The sewing step (S30) is a secondary battery manufacturing method is formed by sewing the outer peripheral surface of the receiving portion with a sewing thread.
The method according to claim 16,

The sewing thread is a secondary battery manufacturing method formed of an inner sewing material and an outer sewing material.
The method according to claim 17,

The outer sewing material is a secondary battery manufacturing method formed of a synthetic resin that is melted by heat.
The method according to claim 18,

The inner sewing material is a secondary battery manufacturing method having a higher melting point and strength than the outer sewing material.
The method according to claim 13,

After the sewing step (S30), further comprises a thermal fusion step (S40) for thermally fusion bonding the outer peripheral surface of the case in which the sewing unit is formed,

The thermal fusion step (S40) is a secondary battery manufacturing method for sealing the gap between the sewing thread and the case by melting the outer sewing material of the sewing thread formed the sewing unit.
The method according to claim 13,

In the preparing step (S10), the first electrode, the separator and the second electrode are alternately stacked, and then a first electrode lead is coupled to the first electrode tab of the first electrode, and the second electrode tab of the second electrode is combined.
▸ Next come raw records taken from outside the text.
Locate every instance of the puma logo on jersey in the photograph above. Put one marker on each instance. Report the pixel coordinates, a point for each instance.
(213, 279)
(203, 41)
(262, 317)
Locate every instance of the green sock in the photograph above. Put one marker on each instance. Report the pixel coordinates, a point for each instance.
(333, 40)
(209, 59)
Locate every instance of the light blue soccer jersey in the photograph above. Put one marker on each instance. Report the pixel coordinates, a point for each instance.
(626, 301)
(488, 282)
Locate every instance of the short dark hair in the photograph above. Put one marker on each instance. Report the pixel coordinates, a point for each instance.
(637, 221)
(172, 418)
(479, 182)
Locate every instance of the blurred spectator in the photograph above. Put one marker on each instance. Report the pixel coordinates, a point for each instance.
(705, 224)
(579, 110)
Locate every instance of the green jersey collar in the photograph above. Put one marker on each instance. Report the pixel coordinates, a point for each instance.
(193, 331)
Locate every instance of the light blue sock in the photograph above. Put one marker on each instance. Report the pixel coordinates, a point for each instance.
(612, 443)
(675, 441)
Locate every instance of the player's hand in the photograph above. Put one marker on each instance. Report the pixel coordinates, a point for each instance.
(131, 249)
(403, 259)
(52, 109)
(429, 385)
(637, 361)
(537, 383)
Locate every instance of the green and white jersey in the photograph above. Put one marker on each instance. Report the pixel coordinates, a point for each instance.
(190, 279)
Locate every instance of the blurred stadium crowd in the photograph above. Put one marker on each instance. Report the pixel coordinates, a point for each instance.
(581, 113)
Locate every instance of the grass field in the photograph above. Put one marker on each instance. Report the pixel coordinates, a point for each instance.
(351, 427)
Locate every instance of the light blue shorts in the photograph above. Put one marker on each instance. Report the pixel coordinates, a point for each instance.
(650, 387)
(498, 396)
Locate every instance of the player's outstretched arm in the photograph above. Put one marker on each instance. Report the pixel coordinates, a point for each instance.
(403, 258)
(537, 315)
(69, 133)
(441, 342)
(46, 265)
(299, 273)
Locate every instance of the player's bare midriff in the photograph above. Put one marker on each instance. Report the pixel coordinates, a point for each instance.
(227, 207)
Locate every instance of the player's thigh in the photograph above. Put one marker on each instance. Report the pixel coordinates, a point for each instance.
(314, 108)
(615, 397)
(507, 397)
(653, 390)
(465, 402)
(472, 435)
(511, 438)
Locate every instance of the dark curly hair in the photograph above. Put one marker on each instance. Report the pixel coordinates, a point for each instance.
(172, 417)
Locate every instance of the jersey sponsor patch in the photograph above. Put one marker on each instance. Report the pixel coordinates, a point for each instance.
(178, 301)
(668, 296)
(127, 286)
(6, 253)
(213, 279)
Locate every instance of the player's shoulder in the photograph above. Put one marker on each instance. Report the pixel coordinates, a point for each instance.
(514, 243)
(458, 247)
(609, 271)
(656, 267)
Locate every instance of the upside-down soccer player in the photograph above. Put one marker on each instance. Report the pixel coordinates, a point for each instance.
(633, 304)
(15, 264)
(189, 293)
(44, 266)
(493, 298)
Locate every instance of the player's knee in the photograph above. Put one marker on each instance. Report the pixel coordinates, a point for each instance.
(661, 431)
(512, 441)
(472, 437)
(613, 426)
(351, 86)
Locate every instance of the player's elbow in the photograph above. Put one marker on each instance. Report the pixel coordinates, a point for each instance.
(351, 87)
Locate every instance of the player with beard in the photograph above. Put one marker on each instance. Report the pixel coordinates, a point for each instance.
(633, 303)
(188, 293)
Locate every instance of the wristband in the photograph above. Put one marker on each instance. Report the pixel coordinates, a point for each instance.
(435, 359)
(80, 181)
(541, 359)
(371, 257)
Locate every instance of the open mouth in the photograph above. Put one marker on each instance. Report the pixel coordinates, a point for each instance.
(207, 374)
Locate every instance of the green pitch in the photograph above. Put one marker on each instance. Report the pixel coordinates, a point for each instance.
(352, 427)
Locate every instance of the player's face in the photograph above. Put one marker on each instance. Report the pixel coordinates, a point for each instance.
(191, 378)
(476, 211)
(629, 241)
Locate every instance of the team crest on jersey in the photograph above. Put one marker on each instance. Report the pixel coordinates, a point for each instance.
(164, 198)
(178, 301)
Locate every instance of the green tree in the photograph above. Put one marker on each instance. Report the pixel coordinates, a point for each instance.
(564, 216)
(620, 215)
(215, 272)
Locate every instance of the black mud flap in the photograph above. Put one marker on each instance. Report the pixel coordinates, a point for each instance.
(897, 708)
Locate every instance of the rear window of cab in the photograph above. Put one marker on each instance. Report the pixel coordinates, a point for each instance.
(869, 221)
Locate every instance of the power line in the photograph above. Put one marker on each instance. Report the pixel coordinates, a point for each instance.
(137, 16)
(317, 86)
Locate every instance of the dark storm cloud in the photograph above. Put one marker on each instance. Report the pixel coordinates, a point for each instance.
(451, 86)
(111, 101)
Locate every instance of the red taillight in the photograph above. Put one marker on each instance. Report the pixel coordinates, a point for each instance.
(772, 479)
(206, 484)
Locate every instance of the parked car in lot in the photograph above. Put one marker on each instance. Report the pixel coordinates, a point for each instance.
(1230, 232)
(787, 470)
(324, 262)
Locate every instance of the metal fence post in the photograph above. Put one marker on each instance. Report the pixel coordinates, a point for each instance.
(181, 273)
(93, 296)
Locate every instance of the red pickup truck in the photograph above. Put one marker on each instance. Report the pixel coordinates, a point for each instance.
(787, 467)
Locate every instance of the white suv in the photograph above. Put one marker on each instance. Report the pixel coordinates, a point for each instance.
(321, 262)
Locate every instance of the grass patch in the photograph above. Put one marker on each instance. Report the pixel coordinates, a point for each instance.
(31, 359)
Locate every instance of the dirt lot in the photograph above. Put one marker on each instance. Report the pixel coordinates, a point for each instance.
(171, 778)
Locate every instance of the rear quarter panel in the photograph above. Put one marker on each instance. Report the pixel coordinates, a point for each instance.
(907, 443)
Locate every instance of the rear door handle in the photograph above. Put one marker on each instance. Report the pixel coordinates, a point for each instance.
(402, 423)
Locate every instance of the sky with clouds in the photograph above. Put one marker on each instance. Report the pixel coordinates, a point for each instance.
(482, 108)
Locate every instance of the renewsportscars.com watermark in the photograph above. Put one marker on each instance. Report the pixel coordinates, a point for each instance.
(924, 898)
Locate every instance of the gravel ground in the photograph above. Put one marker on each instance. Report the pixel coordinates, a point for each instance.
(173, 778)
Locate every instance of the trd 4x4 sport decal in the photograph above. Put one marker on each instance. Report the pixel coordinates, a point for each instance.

A secondary battery manufacturing method of manufacturing an electrode assembly by coupling a second electrode lead to.
The method according to claim 21,

The first electrode lead and the second electrode lead is coupled to both ends of the electrode assembly so as to face in the opposite direction to each other, the secondary battery manufacturing method is drawn out of the case.
The method according to claim 21,

The sewing step (S30) is a secondary battery manufacturing method for forming a sewing unit by sewing a portion except the outer peripheral surface of the case where the first electrode lead and the second electrode lead is located.